VISION.A Awards 2017

La Roche-Posay: Bitte nachcremen Silvia Meixner, 23.03.2017 15:38 Uhr

Berlin - Nachcremen gehört zum kleinen 1x1 beim Sonnenschutz. Aber wann ist es Zeit, wieder zur Tube zu greifen? Diese Frage beantwortet der UV-Patch von La Roche-Posay. Eine App erinnert zuverlässig, wie lange man in der Sonne sein darf. Im Rahmen der Digitalkonferenz VISION.A wurde L‘Oréal mit dem DIGI.Vision Award in Gold für disruptive Digital-Lösungen ausgezeichnet.

Die Idee ist ebenso originell wie sinnvoll: Das Patch ist ein kleines Herz, das auf die Haut geklebt wird. Es verbindet den Sonnenanbeter mit einer App, die die UV-Strahlung misst und sich im 15-Minuten-Rhythmus meldet. Sie sendet Infos darüber, ob nachgecremt werden muss und wie groß das „Sonnenguthaben“ für den Rest des Tages noch ist. Wer es verbraucht hat, wird gewarnt, dass es an der Zeit ist, aus der prallen Sonne zu gehen.

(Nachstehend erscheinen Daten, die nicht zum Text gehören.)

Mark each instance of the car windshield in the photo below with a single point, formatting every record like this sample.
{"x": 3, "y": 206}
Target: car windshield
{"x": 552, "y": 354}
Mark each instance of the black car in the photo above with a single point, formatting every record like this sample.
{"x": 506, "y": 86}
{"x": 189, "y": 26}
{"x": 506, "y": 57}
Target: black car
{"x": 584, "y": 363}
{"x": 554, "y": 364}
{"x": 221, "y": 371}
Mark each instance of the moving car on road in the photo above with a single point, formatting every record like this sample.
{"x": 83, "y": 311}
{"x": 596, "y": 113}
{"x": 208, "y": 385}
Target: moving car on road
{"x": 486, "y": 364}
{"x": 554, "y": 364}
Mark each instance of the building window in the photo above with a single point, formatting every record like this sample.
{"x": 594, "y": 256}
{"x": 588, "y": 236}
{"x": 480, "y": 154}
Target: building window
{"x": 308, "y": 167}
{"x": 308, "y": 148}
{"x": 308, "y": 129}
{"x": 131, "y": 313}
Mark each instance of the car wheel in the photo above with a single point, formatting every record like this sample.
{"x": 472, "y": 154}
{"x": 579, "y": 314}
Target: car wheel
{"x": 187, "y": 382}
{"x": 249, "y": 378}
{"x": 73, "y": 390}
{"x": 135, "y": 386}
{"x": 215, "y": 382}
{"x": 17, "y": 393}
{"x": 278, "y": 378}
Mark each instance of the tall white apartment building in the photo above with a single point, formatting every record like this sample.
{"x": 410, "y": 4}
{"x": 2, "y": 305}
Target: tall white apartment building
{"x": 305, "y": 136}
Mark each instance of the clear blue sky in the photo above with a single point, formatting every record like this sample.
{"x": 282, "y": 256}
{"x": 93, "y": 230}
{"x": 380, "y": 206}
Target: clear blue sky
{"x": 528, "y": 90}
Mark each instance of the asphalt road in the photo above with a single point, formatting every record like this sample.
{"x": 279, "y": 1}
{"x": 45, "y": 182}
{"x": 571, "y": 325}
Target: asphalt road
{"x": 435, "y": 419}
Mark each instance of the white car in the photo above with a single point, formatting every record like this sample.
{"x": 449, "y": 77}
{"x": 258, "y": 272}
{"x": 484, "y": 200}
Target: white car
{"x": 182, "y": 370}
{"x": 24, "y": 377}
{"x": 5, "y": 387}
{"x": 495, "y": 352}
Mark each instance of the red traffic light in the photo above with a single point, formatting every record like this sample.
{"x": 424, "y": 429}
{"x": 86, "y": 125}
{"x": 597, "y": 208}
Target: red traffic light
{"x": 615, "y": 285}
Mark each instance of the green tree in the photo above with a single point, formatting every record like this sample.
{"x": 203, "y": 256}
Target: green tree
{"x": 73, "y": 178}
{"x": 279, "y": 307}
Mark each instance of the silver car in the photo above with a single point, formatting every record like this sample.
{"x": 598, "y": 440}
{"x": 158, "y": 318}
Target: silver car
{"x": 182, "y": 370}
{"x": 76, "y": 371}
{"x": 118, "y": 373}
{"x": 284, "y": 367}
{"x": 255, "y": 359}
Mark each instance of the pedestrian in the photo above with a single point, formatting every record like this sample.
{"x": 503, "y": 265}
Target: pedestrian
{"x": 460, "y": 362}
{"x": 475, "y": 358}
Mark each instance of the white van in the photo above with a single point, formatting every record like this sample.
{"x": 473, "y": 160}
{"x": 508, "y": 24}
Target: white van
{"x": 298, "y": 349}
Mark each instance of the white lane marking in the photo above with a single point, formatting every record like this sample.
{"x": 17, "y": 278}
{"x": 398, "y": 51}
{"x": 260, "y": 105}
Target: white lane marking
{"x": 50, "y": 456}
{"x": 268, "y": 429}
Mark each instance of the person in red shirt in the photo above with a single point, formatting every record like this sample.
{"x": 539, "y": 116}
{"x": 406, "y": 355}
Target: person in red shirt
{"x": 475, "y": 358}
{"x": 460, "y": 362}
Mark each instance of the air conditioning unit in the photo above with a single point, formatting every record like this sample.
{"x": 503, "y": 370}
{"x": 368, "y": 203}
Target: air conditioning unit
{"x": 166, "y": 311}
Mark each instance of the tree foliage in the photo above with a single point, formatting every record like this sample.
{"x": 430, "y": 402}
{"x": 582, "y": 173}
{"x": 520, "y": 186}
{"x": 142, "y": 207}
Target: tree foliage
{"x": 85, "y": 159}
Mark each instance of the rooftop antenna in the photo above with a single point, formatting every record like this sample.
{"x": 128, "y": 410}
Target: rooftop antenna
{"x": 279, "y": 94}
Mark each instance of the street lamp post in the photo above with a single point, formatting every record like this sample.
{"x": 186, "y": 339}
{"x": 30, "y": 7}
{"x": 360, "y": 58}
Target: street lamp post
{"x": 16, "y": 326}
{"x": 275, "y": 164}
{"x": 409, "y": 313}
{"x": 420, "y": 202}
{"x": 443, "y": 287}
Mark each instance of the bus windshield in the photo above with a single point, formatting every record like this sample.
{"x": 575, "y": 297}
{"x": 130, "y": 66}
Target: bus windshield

„Dann heißt es 'Raus aus der Sonne', nur nachcremen reicht ab diesem Augenblick nicht mehr", sagt Isabel Burbach, Senior Brand Digital & Communication Manager La Roche-Posay. „Die App belehrt Menschen auf spielerische Art und Weise, wie man sich in der Sonne zu verhalten hat. Vor dem ersten Scan gibt es einen kleinen Hauttypentest, in fünf Kategorien gibt der User an, welcher Teint-Typ er ist.“

Der flexible, etwa 2,5 Quadratzentimeter große Sensor wird auf die Haut aufgeklebt. Laut Hersteller kann er sich angesichts eines weichen transparenten und selbstklebenden Films an jeden Hautbereich anpassen. Die photosensitiven Farbstoffe geben die Intensität der Sonneneinstrahlung auf dem Pflaster wieder. Das Patch soll anschließend fotografiert werden. Im Anschluss werden das Bild über das Programm analysiert, die individuellen Daten errechnet und dem Nutzer der aktuelle Schutzstatus mitgeteilt.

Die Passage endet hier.